O meu acordar de hoje foi bem diferente dos outros dias. Nunca perdi o sono no início do amanhecer. O engraçado é que acordei ouvindo o canto dos pássaros. Aliás, nunca tinha ouvido numa hora daquelas. Às 3h15 já estava acordada, mas com preguiça de sair da cama. Levantei para beber um copo d'água, procurei dormir novamente e não consegui mais. Daí, fui à varanda do apartamento para ver o que estava acontecendo fora de casa. Olhei pro céu e continuei ouvindo as aves cantando. Ainda consegui enxergar uma estrelinha brilhando (inclusive, acho que era a última que poderia ver com aquela claridade), e a lua estava minguante. Ainda quis pegar a câmera para tirar algumas fotos, mas preferi não incomodar ninguém. Continuei ali, quieta, com meu fluxo de pensamentos (reflexões, melhor falando) e vendo o tempo passar. Uma brisa suave batia no meu rosto, sentia um frio leve. O céu aos poucos foi ficando mais claro, em tons de azul mais lindo que já vi. As nuvens pareciam desenhar alguma coisa, e enquanto isso procurei entender o motivo de contemplar tantas coisas àquela hora. Bom, confesso que nunca tive essa sensação antes. O silêncio era total, não passava carro algum na rua. Escutava apenas o som dos pássaros. Senti uma paz... sei láá, é uma coisa indescritível, saabe.

Depois de ver mais um pouquiinho, peguei um papel e uma caneta e comecei a escrever... uma nova história. Ainda não consegui entender o motivo de ter levantado tão cedo para ver tudo isso, mas confesso que nunca me senti tão bem depois disso. É, acho que renovou um moonte de coisas que estavam "enterradas" dentro de mim (esperanças, alegrias,...). Foram minutos incríveeis mesmo! Hoje comecei a acreditar que essas coisas tão simples - e aparentemente insignificantes para alguns - têm algum recado a dar pra gente. Obviamente a interpretação depende da própria pessoa, só que prefiro escutar apenas a minha (não é por orgulho, muito menos por ser chata: é pelo fato de cada ser humano crer no que realmente quer. Tipo, preferi acreditar em mim mesma).

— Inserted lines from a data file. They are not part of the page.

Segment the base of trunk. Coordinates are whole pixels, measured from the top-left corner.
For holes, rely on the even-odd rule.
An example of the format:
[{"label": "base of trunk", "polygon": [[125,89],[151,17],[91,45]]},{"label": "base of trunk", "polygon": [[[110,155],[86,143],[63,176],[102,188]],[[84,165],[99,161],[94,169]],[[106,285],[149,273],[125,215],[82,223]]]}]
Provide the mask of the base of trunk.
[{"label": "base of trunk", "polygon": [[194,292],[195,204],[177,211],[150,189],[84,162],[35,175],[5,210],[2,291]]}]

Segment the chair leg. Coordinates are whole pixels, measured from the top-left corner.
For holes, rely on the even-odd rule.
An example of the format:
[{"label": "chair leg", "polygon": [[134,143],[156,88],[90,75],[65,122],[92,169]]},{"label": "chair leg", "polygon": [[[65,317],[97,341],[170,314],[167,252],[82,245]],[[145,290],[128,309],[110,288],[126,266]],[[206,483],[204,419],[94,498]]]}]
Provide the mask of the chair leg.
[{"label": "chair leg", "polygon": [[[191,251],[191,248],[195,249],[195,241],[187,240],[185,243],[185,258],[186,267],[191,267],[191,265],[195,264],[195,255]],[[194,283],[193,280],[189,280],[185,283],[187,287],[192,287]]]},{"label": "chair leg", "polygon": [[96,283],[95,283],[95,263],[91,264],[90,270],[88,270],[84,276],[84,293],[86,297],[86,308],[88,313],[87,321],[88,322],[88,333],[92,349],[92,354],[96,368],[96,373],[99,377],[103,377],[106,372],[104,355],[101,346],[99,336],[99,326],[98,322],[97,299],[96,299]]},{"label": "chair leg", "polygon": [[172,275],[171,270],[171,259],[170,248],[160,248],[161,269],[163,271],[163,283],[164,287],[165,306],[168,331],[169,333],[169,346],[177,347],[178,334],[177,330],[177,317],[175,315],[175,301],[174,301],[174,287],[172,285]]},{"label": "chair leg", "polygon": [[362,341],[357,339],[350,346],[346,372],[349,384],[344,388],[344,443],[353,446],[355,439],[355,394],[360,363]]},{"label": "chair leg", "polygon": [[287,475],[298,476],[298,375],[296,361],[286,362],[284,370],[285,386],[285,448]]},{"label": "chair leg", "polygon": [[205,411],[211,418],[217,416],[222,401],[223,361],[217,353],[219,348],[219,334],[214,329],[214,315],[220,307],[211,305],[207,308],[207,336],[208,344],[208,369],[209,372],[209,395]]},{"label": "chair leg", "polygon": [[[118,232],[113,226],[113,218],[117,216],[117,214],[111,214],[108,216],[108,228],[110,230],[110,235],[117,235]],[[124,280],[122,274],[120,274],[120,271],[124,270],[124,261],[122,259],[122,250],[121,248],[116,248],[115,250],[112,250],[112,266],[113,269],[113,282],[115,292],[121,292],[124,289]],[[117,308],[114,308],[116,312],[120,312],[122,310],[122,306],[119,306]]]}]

Agora estou convicta mais do que nunca de que nunca mais serei a mesma pessoa de antes, despertei para uma vida completamente diferente. Já vinha reparando minha metamorfose, mas agora a ficha caiu de vez. Estou em busca das coisas que sinto falta há muuito tempo, principalmente da sinceridade e clareza dos meus sentimentos em relação a eu mesma (deixe-me explicar melhor: sou sincera em falar o que sinto pelos outros, o problema é que não consigo conviver com o meu eu, me aturar). Aqui estou registrando o óbito do meu passado e o nascimento do meu hoje. Logicamente vou continuar errando como qualquer ser humano, mas não me impede de procurar fazer o certo e desviar do errado.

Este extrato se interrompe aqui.